O legislador atribuiu o resultado à pressão dos sindicatos e lançou críticas contra o Governo pela demora em encontrar uma saída para a crise. "A organização sindical se impôs sobre o capricho e a irresponsabilidade do Governo", afirmou.
Filizzola considerou que o reajuste representa um primeiro passo, embora tenha alertado que ainda falta uma política integral para o setor. Disse que não se pode continuar precarizando o pessoal de branco se o objetivo é alcançar uma saúde de qualidade.
O opositor além disso questionou a postura assumida pelo Governo durante a greve médica e apontou contra uma campanha de descrédito em relação aos dirigentes, especialmente contra Rosanna González, do Sindicato Nacional de Médicos (Sinamed).
"Aliás, para isso demoraram tanto em entrar em razão, após campanha miserável, feroz e inútil contra a greve (os hurrerines de baixa categoria em primeira fila como sempre)?", expressou.
O senador da bancada democrática questionou o traslado de Isaías Fretes para o Ministério da Saúde, levando em conta que nem mesmo conseguiu fazer verdadeiras mudanças no Instituto de Previsión Social (IPS).
"A mudança no Ministério da Saúde parece mais improvisação que um plano. O doutor Fretes ainda não terminou de se acomodar no IPS e já o mandam apagar outro incêndio. Não solucionou nenhum problema no IPS, apenas contou o que já sabíamos. Foi designado em Saúde sem ter feito nada no IPS", questionou.

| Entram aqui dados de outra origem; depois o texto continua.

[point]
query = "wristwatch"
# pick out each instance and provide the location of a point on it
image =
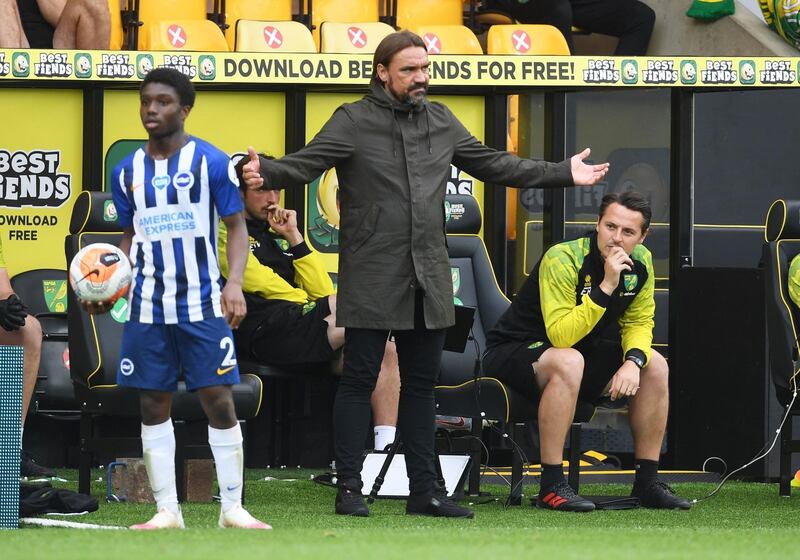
(635, 359)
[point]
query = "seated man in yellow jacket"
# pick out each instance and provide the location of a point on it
(794, 280)
(291, 304)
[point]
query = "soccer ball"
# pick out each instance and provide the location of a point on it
(100, 272)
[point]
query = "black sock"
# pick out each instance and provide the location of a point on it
(646, 471)
(551, 475)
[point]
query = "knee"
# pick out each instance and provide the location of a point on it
(656, 373)
(31, 335)
(567, 368)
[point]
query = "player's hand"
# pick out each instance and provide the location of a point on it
(234, 307)
(617, 262)
(625, 382)
(12, 313)
(251, 171)
(96, 307)
(284, 223)
(585, 174)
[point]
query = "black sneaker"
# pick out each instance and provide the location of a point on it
(658, 495)
(436, 505)
(29, 468)
(562, 497)
(351, 502)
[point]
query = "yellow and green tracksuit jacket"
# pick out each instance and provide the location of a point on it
(561, 302)
(794, 280)
(275, 271)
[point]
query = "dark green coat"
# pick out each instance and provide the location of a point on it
(393, 161)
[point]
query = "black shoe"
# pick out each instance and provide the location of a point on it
(351, 502)
(658, 495)
(436, 505)
(561, 497)
(29, 468)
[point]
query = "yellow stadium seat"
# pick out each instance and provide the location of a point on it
(353, 37)
(525, 39)
(341, 11)
(448, 39)
(115, 39)
(183, 35)
(265, 10)
(160, 10)
(411, 13)
(269, 36)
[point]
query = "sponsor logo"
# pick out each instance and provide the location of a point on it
(160, 181)
(116, 66)
(33, 179)
(660, 72)
(120, 310)
(144, 63)
(20, 65)
(109, 211)
(630, 72)
(601, 72)
(83, 65)
(53, 64)
(208, 67)
(776, 72)
(183, 180)
(688, 72)
(719, 72)
(456, 184)
(126, 367)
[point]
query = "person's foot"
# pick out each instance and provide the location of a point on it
(29, 468)
(239, 518)
(436, 505)
(658, 495)
(561, 497)
(164, 519)
(351, 502)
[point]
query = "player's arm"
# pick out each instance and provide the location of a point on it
(332, 144)
(566, 323)
(257, 278)
(636, 324)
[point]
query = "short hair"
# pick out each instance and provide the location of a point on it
(176, 80)
(390, 46)
(631, 200)
(239, 168)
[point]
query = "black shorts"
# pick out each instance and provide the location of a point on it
(286, 334)
(510, 362)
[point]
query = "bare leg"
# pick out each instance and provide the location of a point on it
(559, 372)
(386, 396)
(648, 409)
(84, 25)
(12, 35)
(29, 336)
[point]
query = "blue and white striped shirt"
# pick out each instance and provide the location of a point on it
(174, 206)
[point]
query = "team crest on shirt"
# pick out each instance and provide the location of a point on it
(160, 181)
(183, 180)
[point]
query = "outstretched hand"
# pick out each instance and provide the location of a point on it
(586, 175)
(251, 171)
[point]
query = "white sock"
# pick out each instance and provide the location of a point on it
(226, 446)
(158, 446)
(384, 435)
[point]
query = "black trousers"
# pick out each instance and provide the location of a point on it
(419, 353)
(629, 20)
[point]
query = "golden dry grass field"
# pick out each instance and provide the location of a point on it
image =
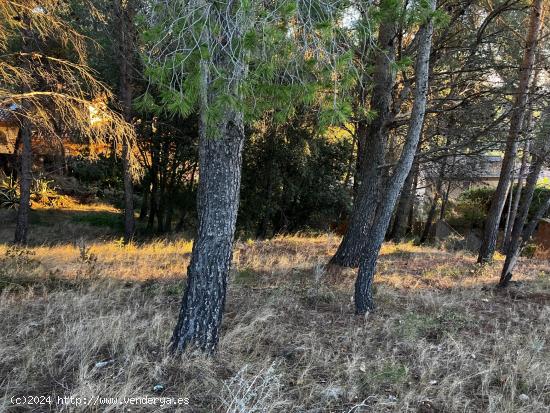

Filizzola reconheceu que tem uma boa opinião sobre Fretes, mas sustentou que não fez grandes mudanças para resolver os problemas da instituição.
"A Fretes o apresentam como o salvador do IPS e eu respeito muito o doutor, eu acredito que o doutor Fretes é um homem íntegro, um homem capaz e todos nos deu tranquilidade que o coloquem no IPS. Agora, passaram 4 meses e a denúncia que se fez, esses processos contra ex-presidentes de IPS, eram denúncias já de há dois anos na realidade. E mais dinheiro de IPS continua em Ueno", expressou.
O senador levantou além disso que o IPS necessita uma intervenção mais profunda e uma equipe capaz de enfrentar sua crise financeira e de "cortar cabeças". Afirmou que devem-se tomar decisões drásticas dentro da instituição e alertou sobre o risco que enfrenta o sistema previdenciário.
Segundo Filizzola, se não se corrigir a situação financeira do IPS, "em pouco tempo já não terá para pagar a aposentadoria".
Esta notícia foi traduzida pela Equipe Editorial do ParaguaiNews a partir da notícia original publicada por nossos colegas do Diario Paraguayo.